Le procès pour agression homophobe contre le jeune Basaurien Ekain Perrino a été jugé ce mercredi. Le troisième jour, les onze personnes jugées pour avoir battu la victime ont nié avoir proféré des insultes homophobes à l'encontre de la victime et l'avoir agressée pour son orientation sexuelle.
Lundi dernier, à la Section Première de l'Audience Provinciale de Bizkaia, 2021, l'agression a eu lieu dans les environs du parc Bizkotzalde de Basauri. La victime (alors jeune de 23 ans) a reçu des coups de poing et des coups de pied dans la tête, même lorsqu'elle était inconsciente. Ekain Perrino lui-même a expliqué au début du procès a, selon le témoignage du Couple qui, alors qu'il était battu, lui habituait le "sale tapeur", "l'aurait tué" s'il ne s'était pas jeté sur lui pour le protéger.
Les accusés n'ont répondu qu'aux questions de leurs avocats de la défense. Ils ont tous nié avoir détesté les homosexuels et les avoir battus entre eux. Ils ont affirmé qu'ils respectaient les homosexuels et que « chacun peut vivre sa vie comme il veut ».
L'un d'eux, en revanche, a reconnu avoir combattu avec Ekain. Il a déclaré qu'Ekain s'était approché de lui "très agité" à la recherche d'une dispute. Selon son récit, ils célébraient un anniversaire dans un parc, tandis que d'autres jeunes gens faisaient un coup de fouet. Selon lui, la victime leur avait demandé "mal" de changer la musique du haut-parleur et l'un d'eux lui avait répondu "poliment" qu'ils ne le feraient pas. À ce moment-là, Ekain leur avait refusé "la sale gitane", ce qui a provoqué "une bagarre".

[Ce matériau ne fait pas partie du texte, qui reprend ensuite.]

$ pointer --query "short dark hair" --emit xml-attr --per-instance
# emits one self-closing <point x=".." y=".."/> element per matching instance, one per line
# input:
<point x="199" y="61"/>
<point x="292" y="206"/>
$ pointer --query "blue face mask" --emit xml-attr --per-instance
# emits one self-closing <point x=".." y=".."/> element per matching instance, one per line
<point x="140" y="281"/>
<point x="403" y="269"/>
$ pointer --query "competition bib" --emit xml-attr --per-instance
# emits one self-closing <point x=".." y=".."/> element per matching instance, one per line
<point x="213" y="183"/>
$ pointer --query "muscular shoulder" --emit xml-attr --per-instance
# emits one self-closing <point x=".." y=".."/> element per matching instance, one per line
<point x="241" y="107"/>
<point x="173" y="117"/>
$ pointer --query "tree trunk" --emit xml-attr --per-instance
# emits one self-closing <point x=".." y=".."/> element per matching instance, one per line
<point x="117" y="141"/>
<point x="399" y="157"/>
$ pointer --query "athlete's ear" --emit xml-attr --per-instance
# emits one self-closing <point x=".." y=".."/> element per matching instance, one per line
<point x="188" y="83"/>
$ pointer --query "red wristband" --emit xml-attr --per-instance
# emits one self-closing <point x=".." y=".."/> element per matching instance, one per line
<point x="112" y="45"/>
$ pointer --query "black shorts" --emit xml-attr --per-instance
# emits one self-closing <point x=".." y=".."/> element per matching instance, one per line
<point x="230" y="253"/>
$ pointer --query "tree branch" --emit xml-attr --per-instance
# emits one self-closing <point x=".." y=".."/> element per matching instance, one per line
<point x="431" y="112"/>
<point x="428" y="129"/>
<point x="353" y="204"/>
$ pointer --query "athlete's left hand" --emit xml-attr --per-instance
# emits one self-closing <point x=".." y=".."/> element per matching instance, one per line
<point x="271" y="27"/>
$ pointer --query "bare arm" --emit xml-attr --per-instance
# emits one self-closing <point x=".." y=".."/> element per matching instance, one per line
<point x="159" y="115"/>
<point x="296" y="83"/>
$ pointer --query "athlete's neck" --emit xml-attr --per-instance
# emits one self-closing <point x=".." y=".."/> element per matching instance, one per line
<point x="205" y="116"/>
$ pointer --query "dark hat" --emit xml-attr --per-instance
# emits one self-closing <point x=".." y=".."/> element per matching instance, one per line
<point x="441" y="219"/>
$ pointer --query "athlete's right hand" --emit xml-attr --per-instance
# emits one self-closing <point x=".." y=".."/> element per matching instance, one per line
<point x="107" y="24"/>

Cependant, deux jeunes genscités comme témoins se sont joints à la version d'Ekain. n comptant, les accusés ont proféré plusieurs insultes homophobes, puis l'un d'eux lui a donné un coup de poing dans le dos. Quand il est tombé sur le sol, ils ont commencé à le frapper, et ils l'ont suivi même après avoir été inconscients.
Le ministère public a qualifié les faits de crimes plus graves de lésions causées par la haine homophobe et a demandé que les onze prévenus soientcondamnés à une peine d'emprisonnement de trois ans, en appliquant à l'un d'eux un atténuant de déficience mentale.

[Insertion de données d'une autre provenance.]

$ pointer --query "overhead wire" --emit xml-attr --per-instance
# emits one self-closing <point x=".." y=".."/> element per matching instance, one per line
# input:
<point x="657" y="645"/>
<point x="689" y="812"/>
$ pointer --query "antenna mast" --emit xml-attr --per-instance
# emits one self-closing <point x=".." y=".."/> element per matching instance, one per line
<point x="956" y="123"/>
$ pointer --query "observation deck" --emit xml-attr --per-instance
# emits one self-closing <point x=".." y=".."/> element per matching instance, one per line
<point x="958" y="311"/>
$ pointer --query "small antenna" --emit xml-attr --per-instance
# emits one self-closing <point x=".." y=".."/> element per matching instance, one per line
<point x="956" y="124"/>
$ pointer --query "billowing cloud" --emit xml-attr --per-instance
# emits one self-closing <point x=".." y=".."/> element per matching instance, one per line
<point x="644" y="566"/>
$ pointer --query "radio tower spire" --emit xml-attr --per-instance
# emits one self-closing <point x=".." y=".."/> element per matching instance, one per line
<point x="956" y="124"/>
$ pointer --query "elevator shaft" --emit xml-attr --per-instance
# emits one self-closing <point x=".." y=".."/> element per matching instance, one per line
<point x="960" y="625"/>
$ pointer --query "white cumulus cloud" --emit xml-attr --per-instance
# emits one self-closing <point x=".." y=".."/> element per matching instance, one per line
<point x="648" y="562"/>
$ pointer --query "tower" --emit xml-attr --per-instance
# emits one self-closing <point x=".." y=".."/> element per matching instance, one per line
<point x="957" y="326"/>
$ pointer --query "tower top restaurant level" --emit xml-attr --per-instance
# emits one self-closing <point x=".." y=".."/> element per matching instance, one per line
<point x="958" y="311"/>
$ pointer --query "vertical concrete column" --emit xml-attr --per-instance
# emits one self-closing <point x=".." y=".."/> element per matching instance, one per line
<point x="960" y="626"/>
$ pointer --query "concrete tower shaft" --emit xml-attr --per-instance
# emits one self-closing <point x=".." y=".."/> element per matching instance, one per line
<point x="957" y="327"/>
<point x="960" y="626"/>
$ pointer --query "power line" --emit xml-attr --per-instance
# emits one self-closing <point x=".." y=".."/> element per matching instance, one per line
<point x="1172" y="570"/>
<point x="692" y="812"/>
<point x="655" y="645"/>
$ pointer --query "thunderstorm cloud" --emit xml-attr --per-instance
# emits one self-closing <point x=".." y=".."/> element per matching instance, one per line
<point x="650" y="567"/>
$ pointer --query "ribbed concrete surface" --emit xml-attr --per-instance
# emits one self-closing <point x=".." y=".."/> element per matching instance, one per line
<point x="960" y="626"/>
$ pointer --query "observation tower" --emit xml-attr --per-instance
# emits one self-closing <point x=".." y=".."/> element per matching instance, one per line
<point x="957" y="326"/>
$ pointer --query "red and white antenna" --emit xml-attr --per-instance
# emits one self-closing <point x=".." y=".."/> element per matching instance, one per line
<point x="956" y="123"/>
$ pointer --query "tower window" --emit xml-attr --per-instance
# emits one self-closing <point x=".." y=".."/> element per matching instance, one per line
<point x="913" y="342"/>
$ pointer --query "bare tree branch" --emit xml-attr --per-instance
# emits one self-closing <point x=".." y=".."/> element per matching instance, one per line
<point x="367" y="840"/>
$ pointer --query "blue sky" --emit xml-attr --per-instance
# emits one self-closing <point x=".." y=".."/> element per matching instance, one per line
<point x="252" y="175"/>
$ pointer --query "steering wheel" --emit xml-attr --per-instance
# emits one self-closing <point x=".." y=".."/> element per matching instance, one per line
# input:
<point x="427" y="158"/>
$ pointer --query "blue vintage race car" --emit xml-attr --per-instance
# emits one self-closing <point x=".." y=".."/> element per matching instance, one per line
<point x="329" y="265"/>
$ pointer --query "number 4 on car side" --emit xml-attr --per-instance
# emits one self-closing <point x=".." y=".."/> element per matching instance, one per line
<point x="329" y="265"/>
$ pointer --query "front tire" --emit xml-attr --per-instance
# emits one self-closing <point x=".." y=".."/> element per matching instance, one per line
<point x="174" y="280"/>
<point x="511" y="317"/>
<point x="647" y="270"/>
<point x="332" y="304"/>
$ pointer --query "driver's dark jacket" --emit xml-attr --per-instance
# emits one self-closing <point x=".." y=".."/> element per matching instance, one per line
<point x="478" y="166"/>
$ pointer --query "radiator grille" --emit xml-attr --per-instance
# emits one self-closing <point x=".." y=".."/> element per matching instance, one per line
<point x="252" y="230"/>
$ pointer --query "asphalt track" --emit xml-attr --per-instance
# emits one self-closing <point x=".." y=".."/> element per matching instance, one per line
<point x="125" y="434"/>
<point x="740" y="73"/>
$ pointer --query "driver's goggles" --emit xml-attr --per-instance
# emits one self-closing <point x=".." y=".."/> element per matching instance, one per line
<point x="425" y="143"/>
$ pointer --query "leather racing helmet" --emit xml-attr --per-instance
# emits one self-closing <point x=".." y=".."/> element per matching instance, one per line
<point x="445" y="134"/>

L'accusation individuelle a modifié sa qualification en qualifiant les faits de délit de lésion, de lésion concomitante avec atteinte à l'intégrité morale et de lésion aggravée de complaisance, estimant qu'elle a été agressée par surprise sans pouvoir se défendre devant un grand groupe. Hor, elle a porté de 10 500 euros à 12 000 euros la demanded'indemnisation de la victime, et de cette agression "elle n'a pas pu mener une vie normale" pour les blessures psychologiques qu'elle lui a infligées.

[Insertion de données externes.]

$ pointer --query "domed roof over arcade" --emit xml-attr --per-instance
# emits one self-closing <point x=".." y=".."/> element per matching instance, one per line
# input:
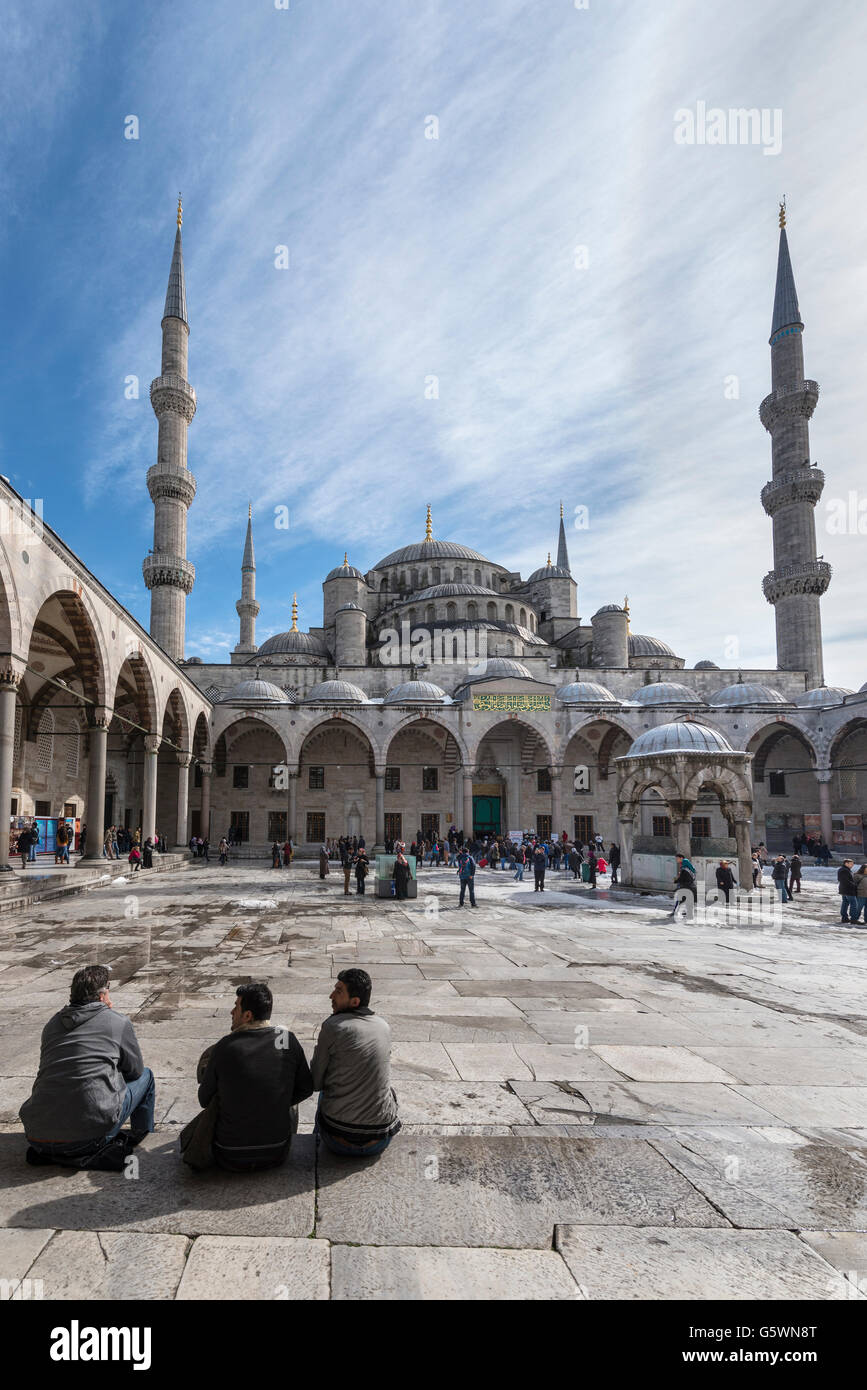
<point x="680" y="738"/>
<point x="256" y="692"/>
<point x="666" y="692"/>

D'autre part, les défenses ont demandé l'acquittement de leurs clients, estimant qu'ils n'avaient pas été agressés et qu'ils n'avaient pas de sentiments homophobes. "Ils appartiennent à un groupe minoritaire discriminé depuis des siècles, et il est évident qu'ils ne sont pas capables de discriminer", a déclaré l'un des avocats. "L'origine de ce combat était une bagarre dans une bouteille d'alcool".